Public anger results in promise to curb supermarket monopolies

By Joe Montero

Anger against big price rises by the Coles and Woolworths supermarket duopoly has been on the rise in recent times. The Australian community believes that the extent of these price rises is unjust and that it amounts to robbing their customers. This makes perfect sense when you look into it.

Pushed along by this anger, the federal government has put on notice that it will release details of intended change to the law. This notice states the need to redress “a heavy imbalance in market power between suppliers and supermarkets in Australia’s heavily concentrated supermarket industry.”

No doubt the public will welcome any move in this direction. But there won’t be any move to break up the control of the two giants and therefore curb their monopolistic behaviour. The aim is to produce a mandatory code of conduct and provide fines for those who break it.

A mandatory code of conduct equipe with fines is a positive change. This is superior with the existing voluntary code, which isn’t working at all, and it should be welcomed by all. But we will have to wait and see how far the new mandatory code will go before judging its worth.

Mention is made in the proposed code about the treatment of suppliers. Farmers in particular, have been squeezed through low prices for their product, backed by the weaponizing of quotas to enforce these low prices. This is another form of profiteering made possible with the monopoly hold over the market.

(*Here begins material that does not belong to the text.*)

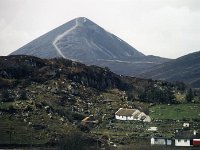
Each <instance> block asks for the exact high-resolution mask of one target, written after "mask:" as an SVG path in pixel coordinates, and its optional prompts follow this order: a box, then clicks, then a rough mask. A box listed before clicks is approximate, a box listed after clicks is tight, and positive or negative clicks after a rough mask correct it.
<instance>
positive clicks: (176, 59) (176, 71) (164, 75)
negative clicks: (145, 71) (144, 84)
mask: <svg viewBox="0 0 200 150" xmlns="http://www.w3.org/2000/svg"><path fill="white" fill-rule="evenodd" d="M140 77H144V78H152V79H157V80H167V81H183V82H185V83H187V84H190V85H191V86H192V87H196V88H200V51H198V52H195V53H191V54H188V55H185V56H182V57H179V58H177V59H175V60H171V61H169V62H166V63H163V64H161V65H158V66H155V67H153V68H152V69H150V70H148V71H146V72H144V73H142V74H141V75H140Z"/></svg>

The twin practices of excessive price rises and paying too little to suppliers lies behind calls for action to break the Coles and Woolworths monopoly. This includes Allan Fells, former head of the Australian Competition and Consumer Commission (ACCC), who said as much in a report commissioned by the Australian Council of Trade Unions earlier this year.

However, the interim report, produced by former trade minister Craig Emerson, on which the shift to the new code of conduct is based won’t go anywhere near taking on the power of these monopolies. Without this, there will be little change in reality.

The Emmerson report suggests a fine of up to 10 million or 10 percent of annual turnover for serious offence. In real life there will be little appetite to impose the highest penalty. The biggest cost to the offending supermarket will then be some bad publicity. The effectiveness will come down to whether the gains are greater than the losses.

When all is done and dusted, monopoly control over the market will remain. This gives the supermarkets tremendous power to continue to charge higher prices and pay too little to suppliers. They control 65 percent of the groceries market, and this makes this the world’s most monopolised.

Dealing with the practice of price gouging has become a major political issue and an important component of angst about the rising cost of living crisis. Price gouging means increasing pieces by a higher amount than a competitive market would allow. There are various means for doing this. rising inflation can be used as a cover. Another tactic is to crate shortages. This became more popular during the Covid lockdowns and remains with us today. There is also the practice of packaging a small quantity for the same price, which is an effective price rise.